The researchers hid one of the volunteers’ hands behind a screen as they lay in a hospital bed, and placed a prosthetic hand in front of the screen in the patients’ view. The researchers used a touch probe linked to a cortical stimulation device to simultaneously touch the rubber hand with a brushstroke and stimulate the patients’ somatosensory cortex. The researchers touched the finger on the fake hand with the probe, and lit up the electrodes over the brain region that corresponded to that finger. During this phase of the experiment, the participants were more likely to agree with the statement “It feels as if the rubber hand were my hand.” Afterwards, they experienced something called proprioceptive drift: When the researchers blindfolded the subjects and asked them to point to their finger with the opposite hand, their guesses drifted toward the rubber hand, rather than their real hand, after the experiment.

“The brain’s system for integrating signals from different senses to shape our experience of the bodily self is more flexible than previously assumed.”

Their results show that that stimulating participants’ brains directly with a weak electrical current, while touching a rubber hand in their view, can still create an illusion of ownership over the fake limb. The findings bring researchers a step closer to understanding exactly how the brain distinguishes between the body and the world around it.

“I’m quite surprised that the illusion actually worked so well, given that electrical stimulation of the sensory cortex feels very unlike natural touch,” says Arvid Guterstam, a study author and a postdoc at the Karolinska Institute. Indeed, the patients reported feeling a “vibration” or “light pressure,” rather than a brushstroke sensation.

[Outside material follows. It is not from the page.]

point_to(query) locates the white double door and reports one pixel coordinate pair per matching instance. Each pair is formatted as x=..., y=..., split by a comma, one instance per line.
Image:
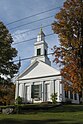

“Surprisingly, the illusion worked very well in both of our participants, and was actually equally vivid as the classical rubber hand illusion,” he says. “This finding tells us that the brain’s system for integrating signals from different senses to shape our experience of the bodily self is more flexible than previously assumed.”

But the illusion was strongest under very specific conditions. The touch and electrical stimulation of the brain had to occur at the same time. And when the team touched the fake finger and fired up the electrodes over the brain region corresponding to the wrist, the subjects didn’t feel the same sense of ownership over the fake limb.

It shouldn’t be overlooked that the peripheral nervous system in both subjects was intact — in other words, they didn’t have any spinal cord injuries or missing limbs, for example. The study needs to be validated in patients who physically can’t receive sensory signals from their hand, whether due to injury or amputation. But research has found that the “rubber hand illusion” works in upper limb amputees, which suggests that this electrode stimulation experiment could work in amputees as well.

“We demonstrate that it is in principle possible to create ownership of an artificial limb through brain stimulation,” Guterstam says. “Future studies are needed in order to examine if this illusion works in everyone or only a subset of individuals.”

Still, the results are an important first step toward a prosthetic that acts and feels like a real limb—and that sense of ownership could make a prosthetic easier to use and ease a patient’s emotional acceptance of a new limb.